While in Kozarac, I visited friends and activists there, in Prijedor, and in a couple of villages. I saw Kasim at his rural home in Kevljani. Kevljani is known as the location of a couple of the largest mass graves that were discovered in that region after the war. As you're traveling east from Kozarac towards Banja Luka, Kevljani is the last Bosniak village before you arrive to the Serb-populated village of Omarska.

Omarska is not only the location of one of the largest mines and ore processing centers in this part of Bosnia. In 1992 it was used as a concentration camp, and thousands of Bosniak and Croat prisoners were held there in 1992. Hundreds were killed.

There was middling return to Kevljani after 1999. Kasim, a survivor of Omarska, was one of the returnees. He lives alone in the rebuilt house of his family. He has plenty of land. He sold his donkey and cow, but he still has a number of African hens, and Bilof, a big Tornjak sheepdog. He gardens and takes care of other people's property as well.

Kasim was making jam and juice from grapes when I arrived. He raises chard, tomatoes, peppers, and green onions. He says, "I have somewhere around 50 sheep and goats. I'm only milking two goats, however much I need personally.

"There are no workers now; it's a catastrophe. Wherever you look, there are houses, land, forests, everything, but no people.
" Most of the houses in Kevljani are rebuilt, and most of them are empty. Kasim says that in this area, most villagers used to have cows, but they have sold them and are now taking care of sheep. It's easier, less work.

Kasim says that he has seen wolves, jackals, and wild boar around the village. "That's nature," he says. "For the wild animals, the biggest problems are food and water. For three months this year, there wasn't rain. So then they had to come closer to where we live. If they have food and water, then they won't come into the populated areas. But food wasn't growing out there in the forest. Then there's a chain reaction, where they draw each other in. The deer, the pheasants, and the rabbits, they come in closer, and then the wolves have to as well. I was surprised by the wolves. They will attack. And if you run into a lot of the wild boar, that can be dangerous too."

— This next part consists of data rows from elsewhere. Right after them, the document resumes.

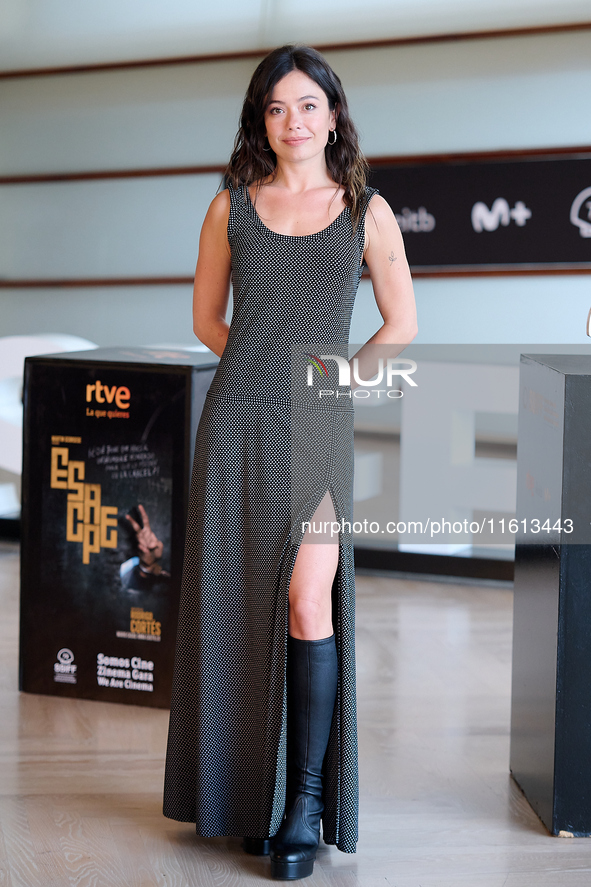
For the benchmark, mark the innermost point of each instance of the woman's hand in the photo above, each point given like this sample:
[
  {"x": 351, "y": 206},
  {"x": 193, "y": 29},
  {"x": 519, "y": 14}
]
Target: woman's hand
[{"x": 212, "y": 277}]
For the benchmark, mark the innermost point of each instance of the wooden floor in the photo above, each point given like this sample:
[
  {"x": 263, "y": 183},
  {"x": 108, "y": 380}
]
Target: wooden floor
[{"x": 81, "y": 782}]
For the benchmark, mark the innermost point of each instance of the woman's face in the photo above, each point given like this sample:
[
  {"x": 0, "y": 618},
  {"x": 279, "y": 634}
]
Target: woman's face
[{"x": 298, "y": 118}]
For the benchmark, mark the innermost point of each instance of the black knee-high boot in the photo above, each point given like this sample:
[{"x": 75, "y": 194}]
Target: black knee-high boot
[{"x": 311, "y": 694}]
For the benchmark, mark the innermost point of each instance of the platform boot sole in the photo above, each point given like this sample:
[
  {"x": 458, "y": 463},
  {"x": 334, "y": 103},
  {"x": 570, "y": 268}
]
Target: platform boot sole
[
  {"x": 291, "y": 871},
  {"x": 257, "y": 846}
]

Around 30 people still live in Kevljani. Kasim says that everyone who could leave, has left. At least 50% of the people are over 70 years old. There are about a half-dozen children. They are in families that are not capable of leaving, says Kasim, because they have various problems.


Altogether in the three villages of Jakupovići, Hadžići, and Kevljani there used to be about 1,900 people. Now there are about 130. Kasim says that in all of Bosnia-Herzegovina, thousands of villages have been emptied or reduced to ten inhabitants. The attrition is partly due to genocide and ethnic cleansing, and partly to the ongoing exodus. And it's not just Bosniaks who are leaving;
Kasim says 50% of the young people have left Omarska as well.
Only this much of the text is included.